Vegan food isn’t necessarily more expensive than normal food. In fact, it can be cheaper if you cook right. You can’t just cook a meat meal and substitute a slab of vegan meat, though. Instead, take a recipe that was designed from the ground up to be vegan. There are so many Indian dishes out there that will best the pants of any slab of ground meat, mostly consisting of vegetables and spices. There are pastas and noodles that’ll beat most burgers and are equally easy to put together, all without a single piece of meat.
Vegan meat is a replacement for people who want to quit meat but can’t or don’t want to learn how to cook anything but the things they were used to.

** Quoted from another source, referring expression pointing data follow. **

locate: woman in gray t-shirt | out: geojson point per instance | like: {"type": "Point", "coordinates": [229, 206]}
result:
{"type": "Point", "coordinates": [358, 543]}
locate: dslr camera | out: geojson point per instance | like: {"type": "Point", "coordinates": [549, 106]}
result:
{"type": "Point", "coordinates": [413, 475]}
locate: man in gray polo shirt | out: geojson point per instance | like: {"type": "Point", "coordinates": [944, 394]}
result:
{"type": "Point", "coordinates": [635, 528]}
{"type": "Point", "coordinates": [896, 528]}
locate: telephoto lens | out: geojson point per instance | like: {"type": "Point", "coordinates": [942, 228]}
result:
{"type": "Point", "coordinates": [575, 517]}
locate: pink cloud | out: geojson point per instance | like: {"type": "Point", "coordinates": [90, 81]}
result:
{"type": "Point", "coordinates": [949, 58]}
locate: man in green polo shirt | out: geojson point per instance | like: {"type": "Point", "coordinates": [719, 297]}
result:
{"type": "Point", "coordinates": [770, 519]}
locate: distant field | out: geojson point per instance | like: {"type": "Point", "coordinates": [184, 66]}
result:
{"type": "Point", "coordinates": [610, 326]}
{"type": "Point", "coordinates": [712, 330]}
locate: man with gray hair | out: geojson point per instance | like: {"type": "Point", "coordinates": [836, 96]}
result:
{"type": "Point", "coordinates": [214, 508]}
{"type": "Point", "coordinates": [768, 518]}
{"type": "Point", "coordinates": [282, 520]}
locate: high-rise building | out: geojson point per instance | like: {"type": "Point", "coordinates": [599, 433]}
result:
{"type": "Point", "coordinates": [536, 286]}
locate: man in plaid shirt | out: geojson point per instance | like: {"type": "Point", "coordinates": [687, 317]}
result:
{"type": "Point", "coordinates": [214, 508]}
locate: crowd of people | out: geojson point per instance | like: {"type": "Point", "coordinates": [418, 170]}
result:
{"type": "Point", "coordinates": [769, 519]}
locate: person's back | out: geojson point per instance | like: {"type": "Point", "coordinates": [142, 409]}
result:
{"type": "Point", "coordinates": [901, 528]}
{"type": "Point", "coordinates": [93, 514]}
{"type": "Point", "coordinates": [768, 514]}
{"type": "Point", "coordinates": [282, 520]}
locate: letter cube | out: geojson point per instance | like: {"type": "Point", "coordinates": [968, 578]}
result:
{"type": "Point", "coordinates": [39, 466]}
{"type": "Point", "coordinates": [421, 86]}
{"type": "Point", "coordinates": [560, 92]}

LifeInMultipleChoice@lemmy.world 1 year ago
It boggles my mind why we don’t subsidize plant based meats. Subsidizing it shouldn’t cost anything (should actually save money) as every customer who buys the now cheaper plant based option is not buying the subsidized meat option. The plant option is natrually cheaper so our expenditure on subsidies goes down, our impact on the environment goes down and no one is being forced to eat either. Choice stays. Eventually cost savers would move to the cheaper option, slowing increasing our savings and decreasing our inpact. Market for plant based grows, more companies come in to compete and make a better product. I must be missing something about how the subsidies are enacted. Oh and while we are changing things with food subsidies, let’s get corn out of our shit. Bring in more efficient crops.